France may think of itself as a literary society, but real prestige is reserved for mathematics. Excellence in maths determines access to the elite, via ultra-selective grandes ecoles such as the Ecole Nationale d’Administration or the Polytechnique.
More French mathematicians have won the Fields Medal, a top international prize, than from any other European country. Top maths graduates working in French banks have pioneered some of the market’s most complex equity derivatives. So there has been some head-scratching at the idea that Xavier Darcos, the education minister, is now considering an end to the pre-eminence of maths in the baccalaureat school-leaving exam.
The idea is part of a review of the French lycee system, due to be unveiled shortly. Currently even the brightest literary minds are guided towards the maths-heavy Baccalaureat Scientifique, rather than towards other versions emphasising literature or social science. The Bac S has become the gold standard, regardless of what students intend to study later. Fully 19 percent of those who take the Bac S go on to prepare for the prestigious grandes ecoles exams compared with just 7 percent of those from other streams. Now Darcos wants to end the supremacy of maths and introduce a modular Bac, based on a common core of subjects with optional ‘majors’.

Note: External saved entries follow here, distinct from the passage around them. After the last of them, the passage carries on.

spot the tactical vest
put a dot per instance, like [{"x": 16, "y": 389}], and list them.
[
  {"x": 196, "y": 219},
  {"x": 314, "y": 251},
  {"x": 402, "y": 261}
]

Why is maths losing its appeal? One answer could be that the maths-heavy system is no longer a guarantor of social mobility. The French often argue for the meritocratic nature of mathematics, because it is the purest discipline and the least likely to discriminate in favour of educated, bookish families. Yet the share of students at the elite schools from the top socio-economic class has actually grown: from 57 percent of those who graduated in 1965-69 to 82 percent for the graduates of 1990-99, according to Pierre Veltz, a social scientist.
The financial crisis doesn’t help. In the 1980s French banks developed sophisticated equity derivatives, based on advanced mathematics taught by the French system. Even today, many top banking brains have graduated from the Polytechnique, an engineering school. These days, with regulators hovering, such wizardry is out of favour.